For all of the times we laughed at the dinnertime eww/yucks, even the times I actually thought it of the things that were on the menu, I’m grateful the idea didn’t stick. I can experience something and decide ok, that’s not for me without the compulsion to tell others it shouldn’t be for them either simply because I don’t like it. All of this to say, I recognize and appreciate we are each different. From what we like to eat, to how we like to look, to who we spend our time with (or don’t) and how, to the choices we make for ourselves, big and small. No amount of eww/yuck attitude from anyone should deter us from being who we are and enjoying the hell out of the time we’ve got, no matter what’s on the menu.
ABOUT THE AUTHOR:
Kitchie Ohh is a full-time professional fundraiser who has worked with a number of health and human services nonprofits in the Philadelphia area over the last 20 years.
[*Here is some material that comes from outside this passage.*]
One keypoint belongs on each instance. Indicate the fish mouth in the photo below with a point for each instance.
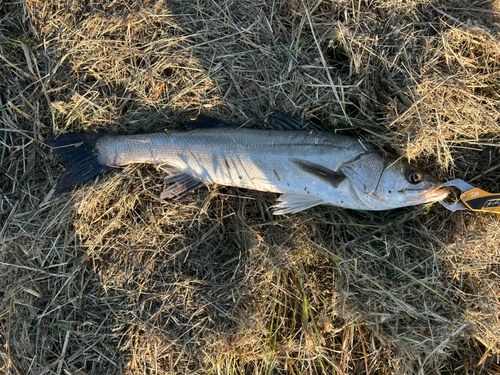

She found her passion for modeling after a pinup-style photoshoot in 2013. Since then, she has worked with many talented photographers, stylists, hair and makeup artists in a variety of styles. She has been featured in- and on the covers of – multiple print and digital publications. Over the years, she has branched out from pinup studio modeling to serve as a figure model for live sketching, walked a runway, and was part of two campaigns for Philadelphia designer K. Vaughn.
In addition to her philanthropy-focused career, she has volunteered with art, historical, and community organizations, and even the events team of a local brewery for a while, pre-pandemic.
You’re just as likely to find her whipping up something deliciously plant-based in her kitchen or knitting a sweater as you are to find her on a photography set. Her motto is “be both.” The model and the homemaker, sultry and sweet, serious and silly. All the things, all at once.